Keywords: Cancer cervix recurrence, Pelvic exenteration, Salvage surgery, Morbidity, Salvage hysterectomy
Introduction
Cervical cancer still continues to be one of the major tumour burdens of developing countries. Worldwide incidence of cervical cancer is 16.2 per 100 000 and mortality rate is 9 per 100 000 [1]. In India 132,000 new cases diagnosed and 74,000 deaths annually accounting to nearly 1/3rd of the global cervical cancer deaths. The majority of cervical cancer patients presents in advanced stages and receive chemo radiation for their primary treatment. But 15–30 % recur after completion of primary treatment [2]. In majority of patients the recurrence occurs in the initial two years of treatment and in approximately 50%of patients the recurrence is localized to pelvis [3]. For these patients chemotherapy has been tried with very little effect. Chemotherapy is not effective in a previously irradiated pelvis and the role of chemotherapy is essentially palliative [4]. So in the last 60 years radical surgery has come up with providing certain selected patients with local recurrence of cervical cancer with a real chance of cure.

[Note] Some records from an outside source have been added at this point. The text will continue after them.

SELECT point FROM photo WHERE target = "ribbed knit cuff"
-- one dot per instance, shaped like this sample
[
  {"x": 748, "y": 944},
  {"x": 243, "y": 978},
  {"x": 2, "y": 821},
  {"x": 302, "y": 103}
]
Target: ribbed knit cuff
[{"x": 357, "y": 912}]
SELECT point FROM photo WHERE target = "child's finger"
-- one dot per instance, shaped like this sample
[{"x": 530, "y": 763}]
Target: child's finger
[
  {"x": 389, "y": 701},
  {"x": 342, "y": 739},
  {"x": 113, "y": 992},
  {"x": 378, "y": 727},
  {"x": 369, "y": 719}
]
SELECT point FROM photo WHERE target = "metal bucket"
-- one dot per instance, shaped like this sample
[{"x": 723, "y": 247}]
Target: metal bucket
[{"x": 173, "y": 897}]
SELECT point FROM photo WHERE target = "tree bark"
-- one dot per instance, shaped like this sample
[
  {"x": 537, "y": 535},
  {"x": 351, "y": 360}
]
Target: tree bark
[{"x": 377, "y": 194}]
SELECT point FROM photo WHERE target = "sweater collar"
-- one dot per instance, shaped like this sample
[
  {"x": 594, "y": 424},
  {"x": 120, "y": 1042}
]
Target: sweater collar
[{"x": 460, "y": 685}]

The most common surgical option available for patients with central recurrence of cervical cancer is pelvic exenteration. Pelvic exenteration is a radical surgical procedure in which pelvic organs including uterus, ovaries, vagina, urinary bladder and rectum are removed en bloc followed by surgical reconstruction. This is an ultra-radical surgery associated with significant morbidity and mortality and is performed when the patient has no alternating treatments to cure her. Radical hysterectomy may be an option for patients with a small centrally located recurrence in the cervix or vaginal fornices with no infiltration of adjacent structures [5]. The data on exenteration dates back to 1948 when Brunswig published his first case series. Since then there has been many publications in western literature but there is an extreme paucity of literature from developing countries. In this background we decided to look into our own experience with surgery for recurrent cervical cancers.
Aim
The aim of the study was to assess the impact of salvage surgery on survival and morbidity in our patients with recurrent cervical cancer who received chemoradiation as primary treatment.
Methods and Materials
We performed a retrospective study of 20 consecutive patients with recurrent cervical cancer who underwent salvage surgery at our institution from January 2010 to Dec. 2014.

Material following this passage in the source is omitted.